I would argue that the older one is, the greater the importance of the epigenetics. In Europe, about 1 in 5000 people currently live to be 100. I think this study better than the one you cite. It is hard to be accurate and adequately powered given the paucity of 105 year olds.

This study (free, full paper below) stresses not just DNA maintenance and genes, but mRNA quality, noncoding RNAs, transcription methylation and modification of various RNAs, mTOR and translation fidelity, mitochondria, proteodynamics, autophagy … it is a complicated subject!

Yes, which is basically irrelevant to the question. Living things are constantly generating a prodigious amount of entropy. That doesn’t imply that the entropy is all in our bodies. You can keep one part of a system going indefinitely, so long as you run down other parts.

Sure, it is just that you put someone on healthcare that wants to outlaw/is outlawing the only effective medical means that has significantly extended life expectancy.

You also should do something about antibiotics.

Even if we could some how manage to rejuvenate other organs or prevent physiological senescence of the body as a system, the brain appears to have a ‘genetic clock’ that controls gene expression which drives neural and cognitive function. From a previous thread on the topic:

Stranger

Hitting the nail on the head! In the Japanese anime series, “Ghost in a Shell”, the premise was that the human brain could successfully be moved to a synthetic body and thus lengthen lifespan indefinitely. Unfortunately, the fatal flaw with that scenario is the natural deterioration of the human brain itself.

A possible solution (which admittedly we are nowhere near to being able to do at present) would be to introduce young cells into the brain to replace the dying ones, and rely on the brain’s own learning ability to ensure they wire themselves up correctly. But that’s firmly in sci-fi territory at present.

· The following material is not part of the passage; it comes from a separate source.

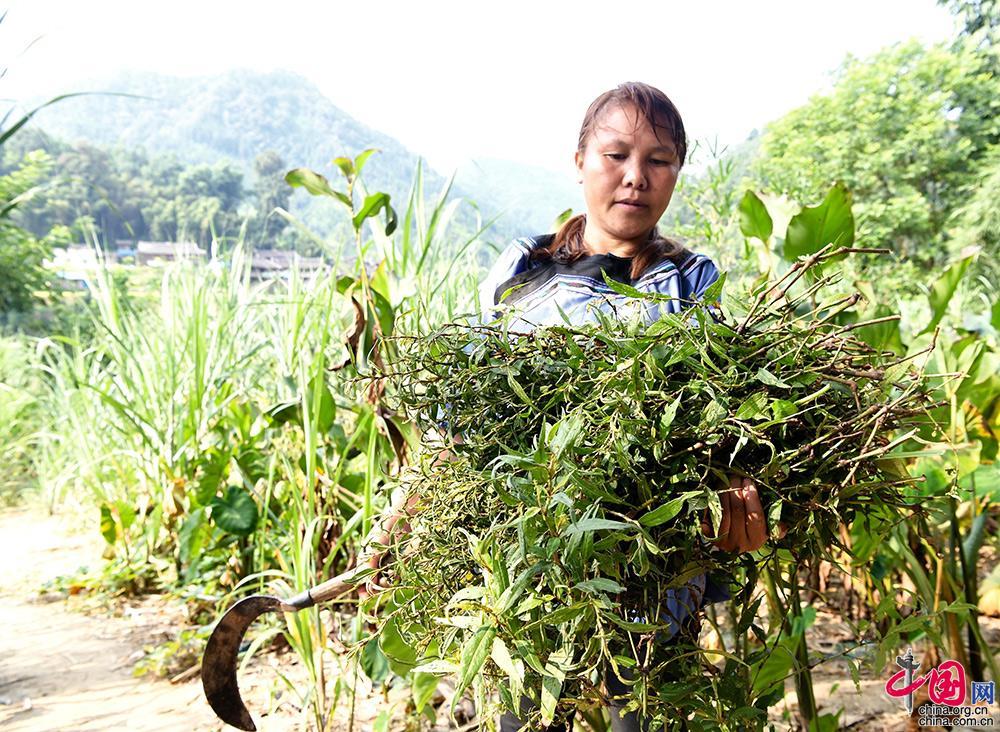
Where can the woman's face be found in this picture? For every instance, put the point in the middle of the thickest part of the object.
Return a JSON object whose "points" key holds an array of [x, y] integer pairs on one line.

And of course there’s other sci-fi-ish concepts like uploading; but really, that’s the point. It’s wrong to claim radical life extension is impossible “because of entropy” or whatever, there’s a number of theoretical ways to pull it off. The body is just a squishy machine after all, it doesn’t run on magic; we just don’t have the knowledge needed to keep it properly repaired indefinitely. But just because it’s not impossible that doesn’t mean we’ll be able to do it anytime soon.

And whoever makes significant inroads in that direction it won’t be America, what with the way we’ve gone to war on science. Our life expectancy is going to get shorter, not longer for the foreseeable future.